Coiled tubing (CT) is increasingly used in completion and workover applications, especially as a deployment method for acid and other corrosive materials. The occurrence of internal wall loss and external pitting has become more common, especially if proper tubing management is not followed. Not only is there internal wall loss associated from the use of corrosive materials, but also external pitting from severe downhole environments as well as surface environments. The recent industry down turn has reduced the utilization of coiled tubing strings. This sometime causes deterioration of the metal quality through external and/or internal corrosion, particularly when good maintenance procedures are not followed, and strings are not properly protected from the environment. This becomes costly, as strings are unable to be used to their full life potential or when a job failure occurs because of poor string management.
This paper presents case data demonstrating that the use of CT inspection and proper tubing management can avoid or reduce future job problems. The use of the described techniques and good pipe management will in turn reduce safety problems, and lost revenue due to pipe failures and shortened string life.
In the past, visual inspection would be made to the exterior of the CT, but the interior was never continuously inspected for wall loss or pitting until just recently. The internal wall loss in most cases was a function of CT models, where a value was entered for a percentage of wall loss due to acid or some other corrosive materials. This value was also applied if an abrasive material was used. If this value was too high, then the string may have been taken out of service and scrapped before the full life was reached. If the value was too low, underestimating internal metal loss, then this might have lead to a job failure. In either case, this would have been a negative economic outcome.
With proper tubing management (i.e., coiled tubing inspection and corrosion inhibition) the chances of onsite failure are reduced.
Most coiled tubing inspection units have a multi-function head that is placed over the OD of the coiled tubing, thus allowing for faster and more accurate detection of pipe flaws.

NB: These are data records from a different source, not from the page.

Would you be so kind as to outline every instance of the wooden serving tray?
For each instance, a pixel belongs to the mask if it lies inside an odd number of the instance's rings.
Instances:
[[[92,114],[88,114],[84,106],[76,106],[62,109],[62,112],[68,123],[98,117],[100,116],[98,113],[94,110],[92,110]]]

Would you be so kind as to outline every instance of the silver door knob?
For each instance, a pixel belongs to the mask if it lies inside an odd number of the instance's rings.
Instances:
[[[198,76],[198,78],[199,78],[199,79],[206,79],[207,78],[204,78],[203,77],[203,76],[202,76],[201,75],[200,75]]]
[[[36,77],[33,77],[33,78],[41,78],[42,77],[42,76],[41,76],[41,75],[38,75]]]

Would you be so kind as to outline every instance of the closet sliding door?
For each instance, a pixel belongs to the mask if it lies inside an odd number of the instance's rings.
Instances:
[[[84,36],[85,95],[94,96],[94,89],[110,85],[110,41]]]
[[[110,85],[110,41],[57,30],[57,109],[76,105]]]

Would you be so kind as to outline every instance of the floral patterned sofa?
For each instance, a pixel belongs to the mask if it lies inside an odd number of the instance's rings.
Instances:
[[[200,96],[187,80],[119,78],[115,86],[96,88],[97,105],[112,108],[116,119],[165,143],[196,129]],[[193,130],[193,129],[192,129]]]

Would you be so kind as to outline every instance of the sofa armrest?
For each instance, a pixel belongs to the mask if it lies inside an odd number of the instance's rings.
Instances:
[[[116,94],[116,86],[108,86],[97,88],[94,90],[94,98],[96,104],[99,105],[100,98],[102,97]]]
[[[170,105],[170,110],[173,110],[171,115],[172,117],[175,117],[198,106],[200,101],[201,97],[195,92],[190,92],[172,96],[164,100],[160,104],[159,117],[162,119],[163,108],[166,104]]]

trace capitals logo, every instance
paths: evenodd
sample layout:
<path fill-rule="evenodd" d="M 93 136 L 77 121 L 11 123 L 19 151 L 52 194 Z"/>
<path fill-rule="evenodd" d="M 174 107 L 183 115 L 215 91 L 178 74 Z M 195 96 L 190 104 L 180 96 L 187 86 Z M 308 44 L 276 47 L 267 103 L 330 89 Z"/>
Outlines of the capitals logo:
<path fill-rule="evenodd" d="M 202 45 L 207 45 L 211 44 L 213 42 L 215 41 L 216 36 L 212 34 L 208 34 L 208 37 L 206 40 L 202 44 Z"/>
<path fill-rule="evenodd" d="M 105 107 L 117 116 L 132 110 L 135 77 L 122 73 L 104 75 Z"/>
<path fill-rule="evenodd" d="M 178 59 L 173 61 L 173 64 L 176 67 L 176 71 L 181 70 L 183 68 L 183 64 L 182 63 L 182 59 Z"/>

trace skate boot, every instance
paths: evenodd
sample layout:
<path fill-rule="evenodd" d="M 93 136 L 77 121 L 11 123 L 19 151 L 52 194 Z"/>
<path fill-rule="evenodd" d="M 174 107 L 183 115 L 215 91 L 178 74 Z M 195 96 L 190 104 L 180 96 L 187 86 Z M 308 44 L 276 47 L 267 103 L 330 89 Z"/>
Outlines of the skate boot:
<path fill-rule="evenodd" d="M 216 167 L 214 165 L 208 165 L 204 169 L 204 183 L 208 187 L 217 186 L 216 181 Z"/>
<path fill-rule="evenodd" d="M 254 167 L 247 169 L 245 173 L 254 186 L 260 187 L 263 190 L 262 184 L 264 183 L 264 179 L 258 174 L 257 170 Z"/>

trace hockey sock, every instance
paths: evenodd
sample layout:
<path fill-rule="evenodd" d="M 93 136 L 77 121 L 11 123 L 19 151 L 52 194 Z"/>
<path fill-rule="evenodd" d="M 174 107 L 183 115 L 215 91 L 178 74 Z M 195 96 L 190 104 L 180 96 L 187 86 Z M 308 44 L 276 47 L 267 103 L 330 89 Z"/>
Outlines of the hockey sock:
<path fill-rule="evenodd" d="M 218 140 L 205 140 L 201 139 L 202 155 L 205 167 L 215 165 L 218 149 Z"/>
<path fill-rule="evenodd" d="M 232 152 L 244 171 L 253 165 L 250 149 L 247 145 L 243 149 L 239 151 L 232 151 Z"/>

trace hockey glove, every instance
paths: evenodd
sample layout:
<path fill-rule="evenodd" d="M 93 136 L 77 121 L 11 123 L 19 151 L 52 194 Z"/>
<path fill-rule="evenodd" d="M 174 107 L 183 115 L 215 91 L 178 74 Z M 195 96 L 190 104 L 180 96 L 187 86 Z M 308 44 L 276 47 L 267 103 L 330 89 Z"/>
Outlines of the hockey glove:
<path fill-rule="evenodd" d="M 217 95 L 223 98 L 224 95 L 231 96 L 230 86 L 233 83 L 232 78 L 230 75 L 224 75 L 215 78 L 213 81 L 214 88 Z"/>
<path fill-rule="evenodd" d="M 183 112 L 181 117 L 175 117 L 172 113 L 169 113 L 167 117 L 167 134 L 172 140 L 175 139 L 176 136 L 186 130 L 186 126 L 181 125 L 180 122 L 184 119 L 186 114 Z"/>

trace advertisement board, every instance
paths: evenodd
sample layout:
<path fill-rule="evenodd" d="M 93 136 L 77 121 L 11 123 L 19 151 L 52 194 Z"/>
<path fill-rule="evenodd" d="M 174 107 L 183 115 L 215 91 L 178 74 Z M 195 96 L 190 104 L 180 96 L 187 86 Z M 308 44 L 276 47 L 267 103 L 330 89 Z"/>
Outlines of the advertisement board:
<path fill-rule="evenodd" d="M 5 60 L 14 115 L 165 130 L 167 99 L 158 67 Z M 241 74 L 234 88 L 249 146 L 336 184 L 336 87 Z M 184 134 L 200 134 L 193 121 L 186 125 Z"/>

The inspection unit may use magnetic flux leakage, and eddy current as the detection of flaws. This inspection can also be referred to as a nondestructive inspection evaluation (NDIE).
The following information is a general overview of the methods by which a nondestructive inspection (NDI) is used to determine CT flaws. There is more information that details the use of NDI in refs. 1 through 3.
Magnetic Flux Leakage is utilized for the detection of wall thickness and transverse cracks. Detection of transverse cracks is accomplished by using rings of Hall probe sensors mounted in the inspection head around the coiled tubing surface. Disturbances in the magnetic field (e.g., corrosion pits, injector cuts, etc.) will cause flux leakage to occur which in turn produces an indication. A saturating magnetic field is applied to the CT. Wall variations are detected by measuring changes in the total magnetic flux density of the tubing. The strength of the field rises as the coiled tubing wall thickness decreases and falls as the CT wall thickness increases. The signals are averaged to produce a more reliable wall thickness signal. Wall thickness threshold is set on the unit to identify minor wall thickness variations.